I first suggested a workaround with a subquery, to create a copy in an internal temporary table. But in my test the small table was still locked for writes. So I guess your best bet is to make a copy manually.

The reason for the lock is described in this bug report: https://bugs.mysql.com/bug.php?id=72005

This is what Sinisa Milivojevic wrote in an answer:

update table t1,t2 ....

any UPDATE with a join is considered a multiple-table update. In that case, a referenced table has to be read-locked, because rows must not be changed in the referenced table during UPDATE until it has finished. There can not be concurrent changes of the rows, nor DELETE of the rows, nor, much less, exempli gratia any DDL on the referenced table. The goal is simple, which is to have all tables with consistent contents when UPDATE finishes, particularly since multiple-table UPDATE can be executed with several passes.

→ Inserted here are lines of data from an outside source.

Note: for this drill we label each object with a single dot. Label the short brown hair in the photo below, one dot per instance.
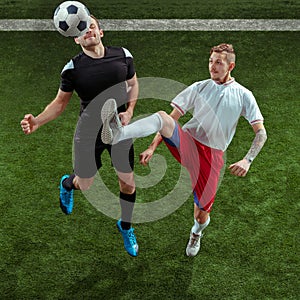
(97, 21)
(227, 48)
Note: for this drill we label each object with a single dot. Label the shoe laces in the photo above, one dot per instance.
(194, 239)
(131, 236)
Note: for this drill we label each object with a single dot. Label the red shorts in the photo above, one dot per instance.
(203, 163)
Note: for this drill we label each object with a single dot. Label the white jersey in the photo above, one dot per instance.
(216, 109)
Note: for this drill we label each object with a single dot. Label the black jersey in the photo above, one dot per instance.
(89, 76)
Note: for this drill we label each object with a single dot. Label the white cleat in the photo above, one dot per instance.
(193, 245)
(111, 121)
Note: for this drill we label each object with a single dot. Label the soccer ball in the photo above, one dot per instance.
(71, 18)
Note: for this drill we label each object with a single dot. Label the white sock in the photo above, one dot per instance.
(198, 228)
(141, 128)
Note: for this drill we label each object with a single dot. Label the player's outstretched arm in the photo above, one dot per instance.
(242, 167)
(30, 123)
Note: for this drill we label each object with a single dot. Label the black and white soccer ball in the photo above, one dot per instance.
(71, 18)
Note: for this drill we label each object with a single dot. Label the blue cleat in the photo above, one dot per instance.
(65, 197)
(129, 238)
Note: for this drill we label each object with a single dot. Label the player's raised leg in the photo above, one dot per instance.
(113, 133)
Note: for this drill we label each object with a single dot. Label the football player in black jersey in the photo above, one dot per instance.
(91, 73)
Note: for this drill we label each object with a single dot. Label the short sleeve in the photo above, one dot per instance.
(129, 62)
(251, 111)
(185, 100)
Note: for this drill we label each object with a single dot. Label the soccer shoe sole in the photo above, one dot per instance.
(65, 209)
(193, 248)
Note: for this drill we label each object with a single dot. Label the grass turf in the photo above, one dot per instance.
(250, 250)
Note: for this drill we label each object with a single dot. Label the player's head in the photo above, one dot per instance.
(221, 62)
(93, 35)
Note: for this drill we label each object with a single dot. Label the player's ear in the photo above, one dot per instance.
(231, 66)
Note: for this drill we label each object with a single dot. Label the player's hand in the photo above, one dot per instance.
(146, 156)
(240, 168)
(125, 117)
(29, 124)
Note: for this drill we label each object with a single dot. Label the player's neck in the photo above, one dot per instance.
(97, 51)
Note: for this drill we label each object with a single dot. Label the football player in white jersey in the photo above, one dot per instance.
(216, 104)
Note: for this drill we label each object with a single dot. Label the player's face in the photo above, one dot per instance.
(219, 67)
(92, 37)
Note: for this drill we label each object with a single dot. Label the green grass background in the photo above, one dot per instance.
(251, 248)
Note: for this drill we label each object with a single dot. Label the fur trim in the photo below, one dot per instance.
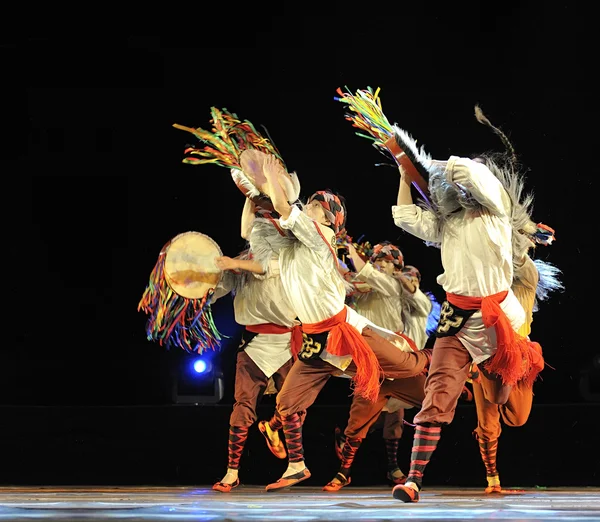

In short, this behavior is for a good reason.

Consider writing INSERT and UPDATE triggers, which will update the big_table on the fly. That would delay writes on the mission_critical table. But it might be fast enough for you, and wouldn’t need the mass-update-query any more.

Also check if it wouldn’t be better to use char(50) instead of varchar(50). I’m not sure, but it’s possible that it will improve the update performance because the row size wouldn’t need to change. I could improve the update performance about 50% in a test.